Penciptaan kolom tank "Dmitry Donskoy" dan skuadron "Alexander Nevsky" dengan dana gereja merupakan halaman khusus dalam sejarah. Hampir tidak ada satu pun paroki pedesaan di negeri ini yang bebas dari kaum fasis yang tidak memberikan kontribusinya pada perjuangan nasional. Dalam kenangan masa itu, imam agung gereja di desa Troitsky, wilayah Dnepropetrovsk, I.V. Ivleva berkata: “Tidak ada uang di perbendaharaan gereja, tetapi perlu untuk mendapatkannya... Saya memberkati dua wanita berusia 75 tahun untuk tujuan besar ini. Biarlah nama mereka diketahui orang: Kovrigina Maria Maksimovna dan Gorbenko Matryona Maksimovna. Dan mereka pergi, mereka pergi setelah semua orang telah memberikan kontribusinya melalui dewan desa. Dua Maksimivna pergi meminta dalam nama Kristus untuk melindungi Tanah Air tercinta mereka dari pemerkosa. Kami berkeliling ke seluruh paroki - desa, lahan pertanian, dan pemukiman yang terletak 5-20 kilometer dari desa, dan sebagai hasilnya - 10 ribu rubel, jumlah yang signifikan di tempat kami dihancurkan oleh monster Jerman.”

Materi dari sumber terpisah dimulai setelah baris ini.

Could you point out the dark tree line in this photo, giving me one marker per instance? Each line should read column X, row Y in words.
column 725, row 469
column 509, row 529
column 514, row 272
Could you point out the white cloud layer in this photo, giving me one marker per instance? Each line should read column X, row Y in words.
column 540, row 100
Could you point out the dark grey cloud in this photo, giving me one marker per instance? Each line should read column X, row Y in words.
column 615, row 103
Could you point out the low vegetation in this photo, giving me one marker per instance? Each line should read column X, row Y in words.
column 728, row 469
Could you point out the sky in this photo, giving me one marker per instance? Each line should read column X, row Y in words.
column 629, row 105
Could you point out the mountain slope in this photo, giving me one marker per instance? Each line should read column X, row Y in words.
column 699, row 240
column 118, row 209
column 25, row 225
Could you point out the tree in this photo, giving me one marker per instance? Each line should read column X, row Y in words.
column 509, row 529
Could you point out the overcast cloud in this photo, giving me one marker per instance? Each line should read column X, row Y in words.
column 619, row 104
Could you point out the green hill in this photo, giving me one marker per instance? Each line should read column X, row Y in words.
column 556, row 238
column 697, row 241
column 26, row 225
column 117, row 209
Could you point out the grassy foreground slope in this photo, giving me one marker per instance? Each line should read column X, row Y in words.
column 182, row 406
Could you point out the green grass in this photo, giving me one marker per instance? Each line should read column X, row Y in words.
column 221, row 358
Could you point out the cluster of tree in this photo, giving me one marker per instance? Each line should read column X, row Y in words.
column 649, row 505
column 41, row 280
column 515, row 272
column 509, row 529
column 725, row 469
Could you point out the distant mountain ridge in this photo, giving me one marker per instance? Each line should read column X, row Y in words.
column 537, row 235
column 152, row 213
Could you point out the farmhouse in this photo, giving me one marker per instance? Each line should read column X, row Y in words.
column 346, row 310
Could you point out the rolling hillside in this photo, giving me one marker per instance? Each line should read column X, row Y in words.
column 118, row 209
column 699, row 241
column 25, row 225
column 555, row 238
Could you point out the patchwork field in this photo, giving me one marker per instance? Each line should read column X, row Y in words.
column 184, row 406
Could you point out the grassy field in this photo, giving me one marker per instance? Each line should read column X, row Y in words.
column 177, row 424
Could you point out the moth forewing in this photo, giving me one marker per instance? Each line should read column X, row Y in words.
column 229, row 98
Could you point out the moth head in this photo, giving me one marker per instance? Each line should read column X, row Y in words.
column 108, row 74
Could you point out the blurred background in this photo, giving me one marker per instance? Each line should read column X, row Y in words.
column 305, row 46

Dana dikumpulkan untuk kolom tank dan di wilayah pendudukan. Contohnya adalah prestasi sipil pendeta Feodor Puzanov dari desa Brodovichi-Zapolye. Di wilayah Pskov yang diduduki, untuk pembangunan kolom, ia berhasil mengumpulkan sekantong koin emas, perak, peralatan gereja, dan uang di antara orang-orang percaya. Sumbangan ini, dengan total sekitar 500.000 rubel, ditransfer oleh para partisan ke daratan. Setiap tahunnya perang, jumlah kontribusi gereja meningkat secara signifikan. Namun yang paling penting pada periode terakhir perang adalah pengumpulan dana yang dimulai pada Oktober 1944 untuk membantu anak-anak dan keluarga tentara Tentara Merah. Pada tanggal 10 Oktober, dalam suratnya kepada I. Stalin, Metropolitan Alexy dari Leningrad, yang memimpin Rusia setelah kematian Patriark Sergius, menulis: “Semoga kepedulian semua penganut Persatuan kita terhadap anak-anak dan keluarga penduduk asli kita tentara dan pembela memfasilitasi prestasi besar mereka, dan semoga hal ini mempersatukan kita dengan ikatan spiritual yang lebih erat dengan mereka yang tidak menyisihkan darah mereka demi kebebasan dan kemakmuran Tanah Air kita.” Para pendeta dan awam di wilayah pendudukan setelah pembebasan juga secara aktif terlibat dalam pekerjaan patriotik. Jadi, di Orel, setelah pengusiran pasukan fasis, 2 juta rubel dikumpulkan.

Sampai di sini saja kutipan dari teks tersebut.